You are viewing a plain text version of this content. The canonical link for it is here.
Posted to dev@iotdb.apache.org by Trevor Hart <tr...@ope.nz> on 2021/11/01 22:09:26 UTC

New UDTF iotDBExtras

I have put my first UDTF on GitHub - https://github.com/ope-nz/iotDBExtras



The first function I have developed is called UDTFDistinctCount.

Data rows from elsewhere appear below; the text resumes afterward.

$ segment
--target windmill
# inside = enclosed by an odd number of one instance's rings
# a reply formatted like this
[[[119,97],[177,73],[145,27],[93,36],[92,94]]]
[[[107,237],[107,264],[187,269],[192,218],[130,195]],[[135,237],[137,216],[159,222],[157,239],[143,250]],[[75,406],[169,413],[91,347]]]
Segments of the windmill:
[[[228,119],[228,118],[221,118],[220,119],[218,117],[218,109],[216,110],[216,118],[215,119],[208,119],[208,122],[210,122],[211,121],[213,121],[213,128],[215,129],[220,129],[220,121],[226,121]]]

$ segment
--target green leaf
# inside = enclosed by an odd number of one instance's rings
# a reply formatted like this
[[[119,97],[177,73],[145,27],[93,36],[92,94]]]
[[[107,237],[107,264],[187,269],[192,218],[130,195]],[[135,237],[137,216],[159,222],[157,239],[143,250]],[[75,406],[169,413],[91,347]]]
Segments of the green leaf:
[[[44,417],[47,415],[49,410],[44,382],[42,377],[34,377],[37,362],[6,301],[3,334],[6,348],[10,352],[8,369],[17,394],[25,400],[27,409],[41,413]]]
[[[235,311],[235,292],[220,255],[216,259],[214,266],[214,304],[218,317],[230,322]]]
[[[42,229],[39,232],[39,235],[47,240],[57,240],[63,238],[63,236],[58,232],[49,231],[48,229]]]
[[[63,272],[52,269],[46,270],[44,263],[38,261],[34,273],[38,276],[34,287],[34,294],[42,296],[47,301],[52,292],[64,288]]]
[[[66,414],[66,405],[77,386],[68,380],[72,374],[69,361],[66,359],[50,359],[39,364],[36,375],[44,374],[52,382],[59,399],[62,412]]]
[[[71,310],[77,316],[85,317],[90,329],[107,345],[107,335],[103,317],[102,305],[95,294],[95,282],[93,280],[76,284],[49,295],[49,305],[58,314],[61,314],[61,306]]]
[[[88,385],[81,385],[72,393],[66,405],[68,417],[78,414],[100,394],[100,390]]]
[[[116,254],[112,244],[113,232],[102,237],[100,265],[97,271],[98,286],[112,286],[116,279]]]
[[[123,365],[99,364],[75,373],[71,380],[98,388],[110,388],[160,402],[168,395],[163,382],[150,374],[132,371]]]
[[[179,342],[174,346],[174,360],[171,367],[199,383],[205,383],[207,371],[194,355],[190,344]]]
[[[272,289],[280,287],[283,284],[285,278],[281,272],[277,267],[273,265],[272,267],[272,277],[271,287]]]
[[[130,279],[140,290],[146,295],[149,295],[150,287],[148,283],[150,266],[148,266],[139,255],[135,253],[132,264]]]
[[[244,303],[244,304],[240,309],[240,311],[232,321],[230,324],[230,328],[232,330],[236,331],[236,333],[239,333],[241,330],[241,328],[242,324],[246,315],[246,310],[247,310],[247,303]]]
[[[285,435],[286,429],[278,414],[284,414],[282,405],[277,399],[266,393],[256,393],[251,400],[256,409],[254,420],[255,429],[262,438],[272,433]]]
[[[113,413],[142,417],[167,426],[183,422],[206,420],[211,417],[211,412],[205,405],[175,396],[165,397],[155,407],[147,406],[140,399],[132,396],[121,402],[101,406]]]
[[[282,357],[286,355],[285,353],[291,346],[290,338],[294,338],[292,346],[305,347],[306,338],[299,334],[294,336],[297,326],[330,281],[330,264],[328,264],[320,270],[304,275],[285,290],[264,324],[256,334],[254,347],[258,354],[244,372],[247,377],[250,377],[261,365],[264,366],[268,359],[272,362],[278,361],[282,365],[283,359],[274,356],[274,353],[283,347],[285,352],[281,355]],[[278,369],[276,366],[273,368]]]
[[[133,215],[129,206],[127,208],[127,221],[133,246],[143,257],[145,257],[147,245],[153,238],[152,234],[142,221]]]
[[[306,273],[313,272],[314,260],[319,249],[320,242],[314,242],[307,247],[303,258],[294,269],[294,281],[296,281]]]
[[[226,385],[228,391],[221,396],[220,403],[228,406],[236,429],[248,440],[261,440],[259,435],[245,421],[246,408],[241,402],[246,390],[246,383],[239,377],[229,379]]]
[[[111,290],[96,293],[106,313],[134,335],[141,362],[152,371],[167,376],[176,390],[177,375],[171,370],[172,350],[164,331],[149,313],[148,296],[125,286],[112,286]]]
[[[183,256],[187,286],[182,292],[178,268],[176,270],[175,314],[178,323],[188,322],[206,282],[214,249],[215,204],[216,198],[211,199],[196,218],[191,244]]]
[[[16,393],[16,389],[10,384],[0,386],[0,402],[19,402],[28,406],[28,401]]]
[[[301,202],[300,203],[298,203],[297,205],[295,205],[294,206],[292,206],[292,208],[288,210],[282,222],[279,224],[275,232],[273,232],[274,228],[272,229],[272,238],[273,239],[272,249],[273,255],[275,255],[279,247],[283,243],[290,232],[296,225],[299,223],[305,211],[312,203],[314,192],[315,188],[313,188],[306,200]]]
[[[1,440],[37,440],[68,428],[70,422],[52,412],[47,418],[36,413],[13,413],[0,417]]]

It returns the distinct values (similar to IoTDB-Quality UDTFDistinct) but it includes the count of each distinct values (as the time column).



Example query;



IoTDB> select distinct_count(temperature) from root.ln.wf01.wt01 

+-----------------------------+---------------------------------------------+

|                         Time|distinct_count(root.ln.wf01.wt01.temperature)|

+-----------------------------+---------------------------------------------+

|1970-01-01T12:00:00.020+12:00|                                        24.37|

|1970-01-01T12:00:00.009+12:00|                                        24.12|

|1970-01-01T12:00:00.016+12:00|                                        24.87|

+-----------------------------+---------------------------------------------+



Or as digital time;



+----+---------------------------------------------+ 


|Time|distinct_count(root.ln.wf01.wt01.temperature)|

+----+---------------------------------------------+

|  20|                                        24.37|

|   9|                                        24.12|

|  16|                                        24.87|

+----+---------------------------------------------+





Thanks 

Trevor Hart

Ope Limited

w: http://www.ope.nz/

m: +64212728039

Re: New UDTF iotDBExtras

Posted by Trevor Hart <tr...@ope.nz>.
I've updated UDTFDistinctCount to allow sorting using the Time column (the pseudo "count" column)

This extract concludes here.